Pasal tersebut oleh S.R. Sianturi, S.H. dalam bukunya yang
berjudul Hukum Pidana Militer di Indonesia halaman 38 disebut
dengan kwalifikasi sebagai Penyalahgunaan pengaruh.
Subyek / pelaku tindak pidana dalam pasal ini adalah Militer
yang berkedudukan sebagai atasan, sedangkan Obyeknya
adalah bawahan yaitu Militer yang karena baik pangkat maupun
jabatan strukturalnya adalah berada pada strata di bawah
Subyek/Pelaku.
Sama dengan Pasal 126 KUHPM, Pasal 127 KUHPM ini
juga termasuk dalam pasal pasal yang mengatur tentang
perlindungan bagi bawahan, artinya bawahan militer yang
berkedudukan sebagai Obyektidak dapat ditafsirkan sebagai
turut melakukan (medepleger) sebagai mana yang dimaksud
Pasal 55 KUHP atau membantu melakukan (medeplictige)
sebagaimana dimaksud Pasal 56 KUHP karenanya mereka tidak
bisa dikenakan pidana.

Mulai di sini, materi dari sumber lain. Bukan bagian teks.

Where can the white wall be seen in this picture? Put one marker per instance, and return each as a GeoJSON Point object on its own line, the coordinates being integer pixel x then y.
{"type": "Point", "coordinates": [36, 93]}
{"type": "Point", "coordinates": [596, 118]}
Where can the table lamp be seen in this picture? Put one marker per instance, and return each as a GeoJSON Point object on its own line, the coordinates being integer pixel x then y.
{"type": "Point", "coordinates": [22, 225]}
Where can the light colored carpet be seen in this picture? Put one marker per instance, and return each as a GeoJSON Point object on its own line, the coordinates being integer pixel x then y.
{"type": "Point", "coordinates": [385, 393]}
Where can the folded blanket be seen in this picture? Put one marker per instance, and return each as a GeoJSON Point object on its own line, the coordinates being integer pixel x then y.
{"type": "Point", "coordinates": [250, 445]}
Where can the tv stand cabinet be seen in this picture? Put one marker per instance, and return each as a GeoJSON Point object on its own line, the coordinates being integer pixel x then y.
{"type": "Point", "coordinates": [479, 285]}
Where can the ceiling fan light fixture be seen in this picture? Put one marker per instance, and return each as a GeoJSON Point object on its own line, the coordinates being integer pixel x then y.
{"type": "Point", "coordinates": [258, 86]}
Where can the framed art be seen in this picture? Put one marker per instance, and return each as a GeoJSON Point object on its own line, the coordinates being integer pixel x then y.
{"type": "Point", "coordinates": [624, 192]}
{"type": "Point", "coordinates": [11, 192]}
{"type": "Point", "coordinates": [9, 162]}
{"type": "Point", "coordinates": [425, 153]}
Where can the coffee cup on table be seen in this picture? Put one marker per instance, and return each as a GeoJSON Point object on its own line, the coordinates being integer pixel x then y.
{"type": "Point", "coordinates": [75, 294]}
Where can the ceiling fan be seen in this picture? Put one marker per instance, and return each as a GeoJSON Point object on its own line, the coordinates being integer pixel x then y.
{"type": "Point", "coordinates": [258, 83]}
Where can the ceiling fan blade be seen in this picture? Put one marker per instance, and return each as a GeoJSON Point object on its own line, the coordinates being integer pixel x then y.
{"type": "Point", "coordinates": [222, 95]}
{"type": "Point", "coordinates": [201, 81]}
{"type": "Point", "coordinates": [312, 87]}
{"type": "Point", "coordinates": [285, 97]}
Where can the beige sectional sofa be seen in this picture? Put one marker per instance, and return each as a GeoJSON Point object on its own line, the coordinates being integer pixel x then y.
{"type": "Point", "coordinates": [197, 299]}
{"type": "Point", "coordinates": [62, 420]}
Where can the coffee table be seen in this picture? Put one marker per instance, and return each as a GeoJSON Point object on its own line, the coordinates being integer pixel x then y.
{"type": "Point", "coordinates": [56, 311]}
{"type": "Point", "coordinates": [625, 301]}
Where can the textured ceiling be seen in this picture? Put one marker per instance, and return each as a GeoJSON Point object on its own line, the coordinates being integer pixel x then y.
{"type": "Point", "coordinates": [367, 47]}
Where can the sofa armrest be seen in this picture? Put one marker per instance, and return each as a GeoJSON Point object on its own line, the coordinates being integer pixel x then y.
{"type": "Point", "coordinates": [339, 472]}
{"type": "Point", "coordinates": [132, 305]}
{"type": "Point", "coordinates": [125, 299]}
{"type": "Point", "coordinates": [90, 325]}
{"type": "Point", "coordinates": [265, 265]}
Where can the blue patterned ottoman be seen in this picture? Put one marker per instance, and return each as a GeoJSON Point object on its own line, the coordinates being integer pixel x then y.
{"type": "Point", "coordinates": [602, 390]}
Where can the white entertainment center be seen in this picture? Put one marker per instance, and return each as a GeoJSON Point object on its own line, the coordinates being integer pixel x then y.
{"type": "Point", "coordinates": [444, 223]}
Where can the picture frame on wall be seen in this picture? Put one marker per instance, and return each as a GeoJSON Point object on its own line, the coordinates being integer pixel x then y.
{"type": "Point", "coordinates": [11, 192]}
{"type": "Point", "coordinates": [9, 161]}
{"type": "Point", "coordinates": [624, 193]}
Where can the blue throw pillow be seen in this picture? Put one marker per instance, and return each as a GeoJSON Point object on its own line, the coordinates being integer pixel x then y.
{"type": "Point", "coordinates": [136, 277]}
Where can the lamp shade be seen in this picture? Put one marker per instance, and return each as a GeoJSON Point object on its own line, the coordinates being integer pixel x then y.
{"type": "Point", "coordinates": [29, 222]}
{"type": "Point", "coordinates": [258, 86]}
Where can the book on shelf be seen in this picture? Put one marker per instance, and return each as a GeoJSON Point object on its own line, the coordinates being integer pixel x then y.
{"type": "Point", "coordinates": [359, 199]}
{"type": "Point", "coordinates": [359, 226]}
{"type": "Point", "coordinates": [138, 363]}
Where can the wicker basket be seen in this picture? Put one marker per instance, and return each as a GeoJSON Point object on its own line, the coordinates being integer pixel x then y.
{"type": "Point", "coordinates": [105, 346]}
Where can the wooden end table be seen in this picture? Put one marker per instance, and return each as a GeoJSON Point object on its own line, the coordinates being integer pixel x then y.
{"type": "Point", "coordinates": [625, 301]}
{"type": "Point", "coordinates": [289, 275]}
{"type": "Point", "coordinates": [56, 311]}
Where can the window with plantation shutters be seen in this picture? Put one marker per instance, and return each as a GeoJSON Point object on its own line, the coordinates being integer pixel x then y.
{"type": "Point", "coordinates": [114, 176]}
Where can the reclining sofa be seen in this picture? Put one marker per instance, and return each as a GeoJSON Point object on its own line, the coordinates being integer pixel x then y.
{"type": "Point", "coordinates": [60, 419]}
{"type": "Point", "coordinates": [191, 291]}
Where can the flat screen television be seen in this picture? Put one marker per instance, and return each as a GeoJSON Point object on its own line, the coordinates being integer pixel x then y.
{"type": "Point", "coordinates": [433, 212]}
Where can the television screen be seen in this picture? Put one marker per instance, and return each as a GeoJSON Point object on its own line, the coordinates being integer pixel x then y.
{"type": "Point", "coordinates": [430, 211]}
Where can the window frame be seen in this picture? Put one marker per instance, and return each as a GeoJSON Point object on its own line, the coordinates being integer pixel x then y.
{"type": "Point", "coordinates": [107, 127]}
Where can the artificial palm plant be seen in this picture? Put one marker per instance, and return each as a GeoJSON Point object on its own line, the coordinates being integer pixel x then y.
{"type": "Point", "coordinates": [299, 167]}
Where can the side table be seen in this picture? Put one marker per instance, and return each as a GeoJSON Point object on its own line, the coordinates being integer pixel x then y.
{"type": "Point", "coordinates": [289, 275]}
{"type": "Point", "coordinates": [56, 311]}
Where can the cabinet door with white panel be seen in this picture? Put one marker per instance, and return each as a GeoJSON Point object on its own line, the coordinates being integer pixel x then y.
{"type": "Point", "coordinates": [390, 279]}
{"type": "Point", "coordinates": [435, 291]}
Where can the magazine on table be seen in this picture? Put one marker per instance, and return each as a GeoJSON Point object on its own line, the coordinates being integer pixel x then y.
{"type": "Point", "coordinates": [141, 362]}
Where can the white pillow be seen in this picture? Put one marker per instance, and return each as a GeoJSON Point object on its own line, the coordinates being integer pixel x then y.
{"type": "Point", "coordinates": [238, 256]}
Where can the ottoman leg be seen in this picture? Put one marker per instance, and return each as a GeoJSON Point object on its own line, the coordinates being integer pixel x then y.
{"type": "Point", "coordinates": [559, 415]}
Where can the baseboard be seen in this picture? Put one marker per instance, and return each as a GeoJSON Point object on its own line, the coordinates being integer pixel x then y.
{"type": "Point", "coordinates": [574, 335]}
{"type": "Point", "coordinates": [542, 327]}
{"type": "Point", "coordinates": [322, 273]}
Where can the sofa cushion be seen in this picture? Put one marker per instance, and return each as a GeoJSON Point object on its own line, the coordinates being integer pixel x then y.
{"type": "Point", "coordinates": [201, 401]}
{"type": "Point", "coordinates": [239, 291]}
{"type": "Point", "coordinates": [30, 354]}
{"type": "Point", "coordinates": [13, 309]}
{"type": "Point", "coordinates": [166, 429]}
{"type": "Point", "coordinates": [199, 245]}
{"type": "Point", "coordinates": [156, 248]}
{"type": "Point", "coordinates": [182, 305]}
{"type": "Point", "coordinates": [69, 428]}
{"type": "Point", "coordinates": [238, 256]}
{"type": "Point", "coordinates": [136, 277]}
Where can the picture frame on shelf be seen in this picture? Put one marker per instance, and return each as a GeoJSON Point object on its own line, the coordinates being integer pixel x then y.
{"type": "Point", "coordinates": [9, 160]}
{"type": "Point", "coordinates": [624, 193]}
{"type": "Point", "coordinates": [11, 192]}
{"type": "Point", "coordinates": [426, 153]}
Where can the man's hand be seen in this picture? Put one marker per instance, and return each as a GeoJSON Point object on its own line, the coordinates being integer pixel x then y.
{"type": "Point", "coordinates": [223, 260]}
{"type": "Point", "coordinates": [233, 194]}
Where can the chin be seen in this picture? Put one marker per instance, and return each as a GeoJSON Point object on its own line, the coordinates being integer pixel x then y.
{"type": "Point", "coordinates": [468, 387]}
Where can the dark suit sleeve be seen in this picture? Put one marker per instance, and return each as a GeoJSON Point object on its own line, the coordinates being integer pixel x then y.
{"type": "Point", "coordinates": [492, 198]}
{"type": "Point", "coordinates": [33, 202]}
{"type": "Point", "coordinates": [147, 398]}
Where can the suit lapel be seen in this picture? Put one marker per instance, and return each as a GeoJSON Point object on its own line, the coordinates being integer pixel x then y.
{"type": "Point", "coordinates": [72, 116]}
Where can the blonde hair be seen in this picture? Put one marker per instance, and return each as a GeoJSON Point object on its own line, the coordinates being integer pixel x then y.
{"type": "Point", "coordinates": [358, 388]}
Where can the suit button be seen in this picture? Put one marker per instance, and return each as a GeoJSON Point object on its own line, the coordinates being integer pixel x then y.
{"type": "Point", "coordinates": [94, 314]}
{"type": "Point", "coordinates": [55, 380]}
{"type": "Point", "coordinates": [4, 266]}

Obyek yang digerakkan oleh Subyek
tersebut bergerak melakukan yang dikehendaki Subyek/Pelaku
(Militer atasan) bukan karena keterpaksaan tetapi karena
pengaruh bujukan Subyek/Pelaku yang merupakan atasan dari
Obyek.
Mirip dengan ketentuan Pasal 126 KUHPM, dalam pasal ini
tidak dipersoalkan apakah obyek (bawahan militer) telah
melakukan atau belum melakukan perintah yang dikehendaki
oleh Subyek (Militer atasan) yang penting Militer atasan telah
membujuk bawahannya untuk melakukan kejahatan yang dapat
menimbulkan kerugian.
Bahwa kerugian yang dimaksud tidak ditentukankan secara
spesifik akan tetapi hal ini tidak usah menimbulkan keraguan
karena setiap kejahatan pada pokoknya pasti menimbulkan
kerugian, bisa kerugian pada pihak ke tiga, atau kerugian pada
bawahannya atau kerugian untuk organisasi atau kerugian bagi
no reviews yet
Please Login to review.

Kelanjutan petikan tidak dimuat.